"The Journey to Rheims," the opening item in the Wolf Trap Opera Company's 1990 season, is really a variety show thinly disguised as an opera about the 1820s equivalent of the jet set. It is also an ideal piece of music for a company like this, which has recruited 13 of America's best young singers in auditions across the country and now requires material to exercise, develop and show off their talents. The production in the Barns of Wolf Trap (with repeat performances tonight and Monday) is a pure delight.

"Il Viaggio a Reims," dating from 1825 when Gioacchino Rossini had already moved to Paris, was the last comedy he composed in Italian and one of the last five operas he composed before going into his long retirement. It was written as a pie`ce d'occasion for the coronation of Charles X, the last Bourbon king of France, in 1825, and it nearly disappeared after a few performances in that year. Rossini withdrew it from performance and recycled a lot of its music into "Le Comte Ory" a few years later. The rest of it sank into oblivion, a footnote in books about opera, until the 1980s, when the scattered pieces of the score were reassembled and published by a team of musicologists -- fortunately because the material was too good to be forgotten entirely.

"Everything in 'Il Viaggio' is long, and appeared even more so, owing to the lack of action in the libretto," wrote Rossini's biographer Francis Toye who had, of course, never seen a performance. In the Wolf Trap production, which is sung in Andrew Porter's useful English translation, everything moves along briskly and there is plenty of action, although nothing actually gets done.

The opera is set in an inn, the Golden Fleur de Lys, about a day's journey from Rheims, where Charles is to be crowned. Members of the nobility from all over Europe have gathered there, planning to go to the coronation together. Meanwhile, they engage in their usual pastimes -- love affairs, challenges to duels, showing off their wardrobes and gossiping. Also present is a Roman poetess, Corinna, who improvises songs to the accompaniment of a harp. The situation gives them (and the inn's staff) abundant opportunities for arias, choruses, duets and large ensemble pieces expressing love, jealousy, rage, despair -- the whole range of operatic attitudes, more or less prefabricated without the need to fit them into a standard plot.
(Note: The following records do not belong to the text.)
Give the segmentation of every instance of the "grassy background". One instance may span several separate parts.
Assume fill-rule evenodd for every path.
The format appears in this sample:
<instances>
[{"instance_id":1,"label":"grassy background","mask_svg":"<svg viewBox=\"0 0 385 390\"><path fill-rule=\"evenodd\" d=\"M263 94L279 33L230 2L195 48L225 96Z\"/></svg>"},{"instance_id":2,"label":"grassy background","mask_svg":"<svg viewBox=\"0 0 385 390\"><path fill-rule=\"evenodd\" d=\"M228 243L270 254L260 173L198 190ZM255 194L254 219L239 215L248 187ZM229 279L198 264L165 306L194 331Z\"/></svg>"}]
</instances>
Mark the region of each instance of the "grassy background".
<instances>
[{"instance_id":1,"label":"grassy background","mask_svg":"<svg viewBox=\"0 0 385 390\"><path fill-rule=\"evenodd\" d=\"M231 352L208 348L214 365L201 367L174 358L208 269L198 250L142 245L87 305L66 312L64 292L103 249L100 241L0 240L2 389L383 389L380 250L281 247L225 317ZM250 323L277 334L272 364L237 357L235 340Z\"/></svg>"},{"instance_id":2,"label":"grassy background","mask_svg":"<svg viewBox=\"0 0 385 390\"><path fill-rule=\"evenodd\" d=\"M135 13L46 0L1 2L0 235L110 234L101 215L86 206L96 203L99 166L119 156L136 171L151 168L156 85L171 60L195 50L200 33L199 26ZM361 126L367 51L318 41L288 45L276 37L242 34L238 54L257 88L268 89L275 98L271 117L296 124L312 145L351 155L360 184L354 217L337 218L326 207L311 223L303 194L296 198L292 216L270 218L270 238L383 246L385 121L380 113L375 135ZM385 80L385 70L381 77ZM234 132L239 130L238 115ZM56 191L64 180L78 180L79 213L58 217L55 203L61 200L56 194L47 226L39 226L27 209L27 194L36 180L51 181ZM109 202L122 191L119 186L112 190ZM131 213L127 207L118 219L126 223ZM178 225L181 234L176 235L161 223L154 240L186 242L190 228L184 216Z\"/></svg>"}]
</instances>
It also gives Rossini a chance to use all the standard devices, styles and techniques of bel canto opera in the kind of perfect parody that can be produced only by a supreme master of the thing being parodied.

All the highlights are too numerous to mention, but four of the most memorable are:

A grand solo scene running through all the nuances of rage, despair and (at last) consolation, impressively sung by the Comtesse de Folleville (Laura Lamport) after she learns that a coach has overturned and her wardrobe hasbeen ruined.

A catalogue of notable items that each member of the party has in his or her luggage, with appropriate ethnic references and snide observations, sung by the scholar Don Profondo (Richard Zeller).

A grand finale, in which representatives of Germany, Poland, Russia, Spain, England, France, Switzerland and Rome sing toasts in their national melodies ("Deutschland uber alles" and "God Save the King" will be recognized, as will the spectacular bel canto yodeling in the Swiss item).

An Act 2 finale to end all Act 2 finales, recalling other Rossini efforts of this kind except that it is written in 14-part harmony and counterpoint. Rossini calls this a "gran pezzo concertato a quattordici voci" ("grand concerted piece for 14 voices"). The technical term for it in English would be "quatuordecimet" on the analogy of "sextet" or "octet," but you won't find the word in the Oxford English Dictionary, presumably because there aren't many quatuordecimets around to talk about. By any name, however, it is an impressive moment.

Among excellent singers too numerous to mention, Heidi Jones is perfectly cast as the owner of the inn; Tichina Vaughn is even more impressive than she was last year; Charles Workman is as effective in comic acting as in singing, John Daniecki and Mark Oswald make splendid romantic and vocal adversaries even if their duel never quite happens, and good singing is heard from Kelly Anderson, Angela Randell and Henry Runey. Stage director Christopher Mattaliano makes the production sparkle, with notable assistance from the set design of Allen Moyer and costumes by James Scott. Steven Mercurio's conducting is precise and stylish.